Billet basé sur l'article de Kurtis Schaeffer “The Attainment of Immortality: From Nathas in India to Buddhists in Tibet." Journal of Indian Philosophy 30/6 (2003). pp. 515-533.
A partir du douzième siècle, une série de pratiques de l’immortalité (S. amṛtasiddhi T. ‘chi med grub pa/bdud rtsi grub) font leur apparition dans les milieux des nāth et des bouddhistes avec des échanges transhimalayens intenses. Les voyages de yogi nāth au Tibet ont déjà fait l’objet de plusieurs publications.[1] On a découvert un manuscrit bilingue (préservé dans les Archives nationales du Népal), intitulé « Réalisation de l’immortalité » (Amṛtasiddhi), attribué à Avadhūtacandra, alias Madhavacandra. La partie en sanscrit est en caractères Newāri. Il existent d’autres œuvres d’Avadhūtacandra également sur la pratique de l’immortalité qui remonteraient à un certain Virūpākṣanātha, Virūpanātha, ou encore Virūpa. Ces œuvres utilisent principalement la terminologie usuelle du haṭhayoga des siddhas nāth, bien que les versions tibétaines les présentent comme des instructions d’origine bouddhiste. On retrouve d’ailleurs plus d’une douzaine de vers de ce texte citées dans le commentaire Jyotsnā du Haṭhayogapradipikā.
Au sujet de l'origine nātha, Tāranātha (1575-1634), détenteur des lignées Jonang et Shangpa, écrit :
« Les douze branches (S. nikāya = bārah panth ?) de yogis [nāth] racontent que Mīnapa/Matsyendra suivait Maheśvara (Śiva) et qu’il atteint les pouvoirs mystiques (siddhi) ordinaires. Gorakṣa/Goraknāth reçut de lui les instructions sur les énergies (S. praṇa), les metta en pratique suite à quoi la gnose de la Mahāmudrā naquit naturellement en lui. »[2]L’idée centrale de l’Amṛtasiddhi d’Avadhūtacandra est celle du libéré vivant (S. jīvanmukti T. srog thar), état réalisé par la transformation du yogi en l’ādinātha, le Seigneur primordial des yogi nāth, alias Śiva. L’ādinātha est l’équivalent ādibuddha (Kālacakratantra) chez les yogi bouddhistes.

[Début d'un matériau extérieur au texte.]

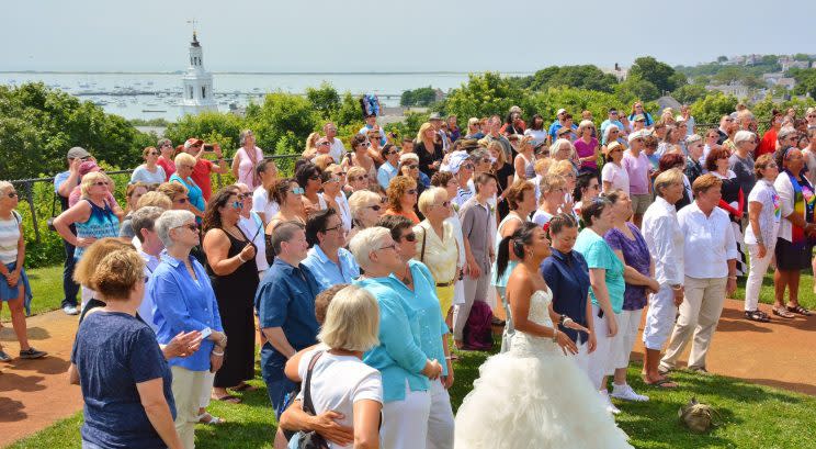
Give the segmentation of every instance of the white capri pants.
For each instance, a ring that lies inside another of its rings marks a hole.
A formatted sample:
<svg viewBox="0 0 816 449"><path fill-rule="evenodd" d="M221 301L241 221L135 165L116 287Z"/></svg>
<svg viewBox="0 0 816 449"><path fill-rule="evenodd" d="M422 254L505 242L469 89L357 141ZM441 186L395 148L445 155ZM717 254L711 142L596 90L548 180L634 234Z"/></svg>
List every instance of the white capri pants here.
<svg viewBox="0 0 816 449"><path fill-rule="evenodd" d="M406 381L405 399L383 404L383 427L379 429L382 447L426 449L430 414L431 393L411 391Z"/></svg>
<svg viewBox="0 0 816 449"><path fill-rule="evenodd" d="M588 356L588 369L589 380L592 381L594 388L597 390L601 390L601 388L605 390L605 385L601 385L601 380L603 380L604 375L612 375L615 372L613 353L616 345L619 345L617 339L621 337L621 332L619 329L614 337L609 337L607 316L604 315L602 318L598 317L600 310L601 307L592 304L592 317L598 344L596 350ZM620 327L621 314L615 314L615 319Z"/></svg>
<svg viewBox="0 0 816 449"><path fill-rule="evenodd" d="M675 292L668 284L660 285L657 293L649 295L649 310L643 328L643 345L646 349L662 350L675 327L676 316Z"/></svg>
<svg viewBox="0 0 816 449"><path fill-rule="evenodd" d="M453 449L453 408L442 380L431 381L431 413L428 416L428 449Z"/></svg>
<svg viewBox="0 0 816 449"><path fill-rule="evenodd" d="M615 339L617 345L612 357L615 369L628 368L632 348L635 346L637 330L641 328L641 316L643 316L643 308L621 311L617 315L617 334L621 336Z"/></svg>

La partie tibétaine du manuscrit a été traduite par un certain « Bya bande Pad ma ‘od zer », qui déclare avoir traduit toutes les œuvres du cycle. Si ce Pad ma ‘od zer est le même que ‘Phrom Lo tsā ba Pad ma ‘od zer, le document daterait du début du douzième siècle. Ce dernier faisait partie de l’équipe de Gyi jo Lo tsā ba Zla ba’i ‘od zer, qui traduisit le Kālacakratantra en tibétain. Schaeffer donne plusieurs arguments pour montrer le rattachement de Virūpākṣanātha à la tradition haṭhayoga des yogi nāth et au cycle de l’immortalité (Amṛtasiddhi), qui a continué d’exister en Inde pendant plusieurs siècles, comme en témoignent des textes du seizième et du dix-neuvième siècle, comportant des citations du cycle d’Avadhūtacandra. De ce dernier, nous ne connaissons pas grand-chose, hormis le fait qu’il se présentait comme un « instructeur impartial de yoga tantrique ».

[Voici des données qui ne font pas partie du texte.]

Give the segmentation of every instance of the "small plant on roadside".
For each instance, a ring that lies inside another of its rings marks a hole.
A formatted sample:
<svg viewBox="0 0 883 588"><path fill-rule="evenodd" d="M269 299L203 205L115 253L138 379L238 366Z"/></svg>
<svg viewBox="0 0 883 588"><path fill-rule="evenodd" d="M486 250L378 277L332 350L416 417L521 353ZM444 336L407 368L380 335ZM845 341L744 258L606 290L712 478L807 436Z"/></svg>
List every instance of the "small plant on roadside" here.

Selon Schaeffer, des instructions du cycle de l’immortalité ont été introduites au Tibet à au moins cinq occasions entre le 12ème et le 16ème siècle. Elles reprennent les instructions habituelles dans ce domaine dans une terminologie très proche de celle du Śiva Samhitā, et sont centrées sur la maîtrise des énergies du corps subtil (micromacrocosmique) à travers des exercices physiques et mentaux. Le corps humain est centré autour de l’axe qu’est le Mont Meru, les sept continents, le soleil, la lune etc. L’état du libéré vivant est atteint :
« Quand le noeud de Rudra est tranchéQuand le yogi maîtrise le mouvement du souffle subtil (vāyu ou prāṇa), ou la force vitale, dans tout le corps, et lorsque les trois derniers nœuds, empêchant la force vitale de monter à travers le canal central, sont tranchés à l’aide des techniques du haṭhayoga, le yogi atteint l’état du libéré vivant et le corps de Śiva. L’immortalité est celle de la goutte séminale (T. bdud rtsi thig le), de la force vitale et de la libération[4].

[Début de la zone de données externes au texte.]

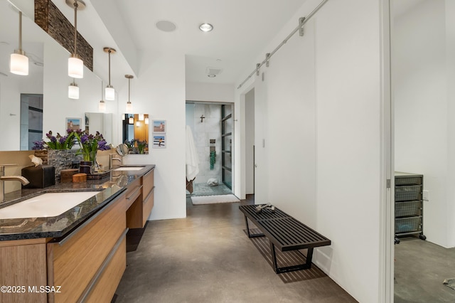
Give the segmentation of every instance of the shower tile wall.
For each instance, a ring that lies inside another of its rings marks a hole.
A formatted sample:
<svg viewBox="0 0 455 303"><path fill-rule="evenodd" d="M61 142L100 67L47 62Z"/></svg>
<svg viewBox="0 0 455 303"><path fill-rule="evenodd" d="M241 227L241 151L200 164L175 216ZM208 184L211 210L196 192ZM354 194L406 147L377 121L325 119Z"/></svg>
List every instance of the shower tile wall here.
<svg viewBox="0 0 455 303"><path fill-rule="evenodd" d="M205 117L200 122L200 116ZM206 183L210 178L221 183L221 105L196 104L194 107L194 141L199 156L199 174L195 183ZM216 161L210 170L210 139L216 140Z"/></svg>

Le souffle va dans tous les lieux
L’esprit, dont la nature est lumière,
Est alors instantanément paré des [qualités] du fruit. »[3]
« Ce yogi est fait de tout,
Il est composé de tous les éléments
Toujours évoluant dans l’Omniscient (sarvajñāna)
Il est vénéré de tous. »[5]
Schaeffer donne pour l’exemple de l’efficacité de cette pratique le témoignage de Khyentse Wangchuk (gas gsar 'jam dbyangs mkhyen brtse'i dbang phyug 1524 – 1568), qui reçut cette pratique d’un maître indien nommé Jahābir. Au bout de six mois de pratique, Jahābir avait atteint l’immortalité. Khyentse Wangchuk raconte qu’au bout de sept jours de pratique, lui-même avait déjà des signes étonnants qui se produisirent, ce qui lui donna confiance en la pratique.
L'immortalité peut aussi se réaliser par la pratique de la porte inférieure. Ou encore en aspirant de l'hélium...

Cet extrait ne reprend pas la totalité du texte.